In many bacteria the genes involved in Sia catabolism form an operon (59, 60). In Escherichia coli the operon includes the nanATEK-yhcH genes coding for the aldolase, the transporter, the epimerase, the kinase, and a protein with an unknown function, respectively. Expression of the operon is controlled by a repressor protein encoded by the upstream gene nanR (31). Since the discovery of Sia catabolism in E. coli (60), the pathway has also been described in Clostridium perfringens (61) and Haemophilus influenzae (58). The complete bacterial genomic DNA sequences revealed that nan systems are present in diverse species, including gamma-proteobacteria, clostridia, streptococci, staphylococci, and fusobacteria (59).
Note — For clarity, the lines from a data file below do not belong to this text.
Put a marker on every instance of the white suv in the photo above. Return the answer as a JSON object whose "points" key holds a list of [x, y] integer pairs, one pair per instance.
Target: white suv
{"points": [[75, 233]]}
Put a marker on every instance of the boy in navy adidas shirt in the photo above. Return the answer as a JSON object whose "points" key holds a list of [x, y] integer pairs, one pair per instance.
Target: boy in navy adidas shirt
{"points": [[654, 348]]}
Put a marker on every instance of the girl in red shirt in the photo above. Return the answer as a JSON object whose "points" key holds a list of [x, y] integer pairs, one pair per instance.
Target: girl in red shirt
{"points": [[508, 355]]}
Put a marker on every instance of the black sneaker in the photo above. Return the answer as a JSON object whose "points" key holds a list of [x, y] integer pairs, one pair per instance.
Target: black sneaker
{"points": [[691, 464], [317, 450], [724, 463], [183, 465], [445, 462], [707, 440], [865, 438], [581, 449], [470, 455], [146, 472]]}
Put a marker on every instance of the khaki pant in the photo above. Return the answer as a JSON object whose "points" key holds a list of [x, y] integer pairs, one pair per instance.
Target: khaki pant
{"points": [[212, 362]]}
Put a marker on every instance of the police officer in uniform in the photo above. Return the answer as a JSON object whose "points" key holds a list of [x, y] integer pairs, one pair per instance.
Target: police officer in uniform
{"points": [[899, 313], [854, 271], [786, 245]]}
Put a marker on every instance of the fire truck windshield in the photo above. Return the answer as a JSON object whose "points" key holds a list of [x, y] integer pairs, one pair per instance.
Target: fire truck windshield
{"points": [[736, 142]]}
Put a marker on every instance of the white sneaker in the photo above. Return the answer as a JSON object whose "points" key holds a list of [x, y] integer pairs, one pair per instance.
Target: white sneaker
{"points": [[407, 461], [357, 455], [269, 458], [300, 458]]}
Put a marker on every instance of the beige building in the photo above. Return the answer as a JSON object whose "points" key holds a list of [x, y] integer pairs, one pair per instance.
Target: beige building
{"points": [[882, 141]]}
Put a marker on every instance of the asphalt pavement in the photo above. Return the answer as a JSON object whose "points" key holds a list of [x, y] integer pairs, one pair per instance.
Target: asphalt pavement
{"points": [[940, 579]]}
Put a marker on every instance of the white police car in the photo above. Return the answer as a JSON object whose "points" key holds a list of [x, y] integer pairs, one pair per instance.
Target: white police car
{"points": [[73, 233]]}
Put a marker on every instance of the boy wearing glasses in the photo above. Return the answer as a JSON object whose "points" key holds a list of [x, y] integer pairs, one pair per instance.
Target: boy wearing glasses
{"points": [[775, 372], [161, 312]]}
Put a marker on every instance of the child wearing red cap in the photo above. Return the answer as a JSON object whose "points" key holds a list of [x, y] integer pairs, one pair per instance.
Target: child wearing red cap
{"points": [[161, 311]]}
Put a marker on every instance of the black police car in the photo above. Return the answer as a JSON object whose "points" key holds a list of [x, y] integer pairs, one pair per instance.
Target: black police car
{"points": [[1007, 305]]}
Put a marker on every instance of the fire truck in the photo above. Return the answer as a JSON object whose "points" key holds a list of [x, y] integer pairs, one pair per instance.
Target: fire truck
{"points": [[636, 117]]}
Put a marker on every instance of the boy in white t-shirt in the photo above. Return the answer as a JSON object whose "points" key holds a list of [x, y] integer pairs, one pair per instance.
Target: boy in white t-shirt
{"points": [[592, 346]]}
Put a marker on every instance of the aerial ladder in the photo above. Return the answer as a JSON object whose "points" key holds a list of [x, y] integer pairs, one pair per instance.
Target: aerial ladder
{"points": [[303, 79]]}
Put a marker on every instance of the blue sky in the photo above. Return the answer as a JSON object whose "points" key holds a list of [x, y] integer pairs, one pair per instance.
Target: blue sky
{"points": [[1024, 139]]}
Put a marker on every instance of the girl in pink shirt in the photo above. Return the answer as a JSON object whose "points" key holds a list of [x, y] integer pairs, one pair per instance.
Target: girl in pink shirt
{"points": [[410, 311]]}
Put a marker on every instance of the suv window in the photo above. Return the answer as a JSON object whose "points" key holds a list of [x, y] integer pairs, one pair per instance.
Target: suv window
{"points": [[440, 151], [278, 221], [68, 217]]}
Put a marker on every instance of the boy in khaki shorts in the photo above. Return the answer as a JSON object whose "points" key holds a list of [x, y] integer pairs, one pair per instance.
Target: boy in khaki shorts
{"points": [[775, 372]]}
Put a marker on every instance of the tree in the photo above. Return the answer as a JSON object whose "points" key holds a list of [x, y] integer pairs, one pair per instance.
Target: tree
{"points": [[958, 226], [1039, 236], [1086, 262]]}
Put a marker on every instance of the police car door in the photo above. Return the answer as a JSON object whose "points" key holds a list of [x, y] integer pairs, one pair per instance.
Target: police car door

In this study, we focused on the uncharacterized protein encoded by the yhcH gene of H. influenzae. This protein emerged as a target in a structural genomics project aimed at the functional assignment of proteins through determination of their three-dimensional structures (17). It is highly expressed in H. influenzae and E. coli cells growing in rich medium (33, 34). The YhcH homologs are present in gram-negative and gram-positive bacteria but not in archaea or eukaryotes. No functional information for this protein family has been available, other than that one of its members, E. coli EbgC, showed up as a subunit of an experimentally evolved beta-galactosidase (18). Although this observation did not provide any direct clue to the protein function in vivo, it has been used for functional assignment in the Swiss-Prot and COG databases (5, 52). In contrast, the Pfam database (6) lists YhcH homologs as members of the Domain of Unknown Function (DUF386) protein family.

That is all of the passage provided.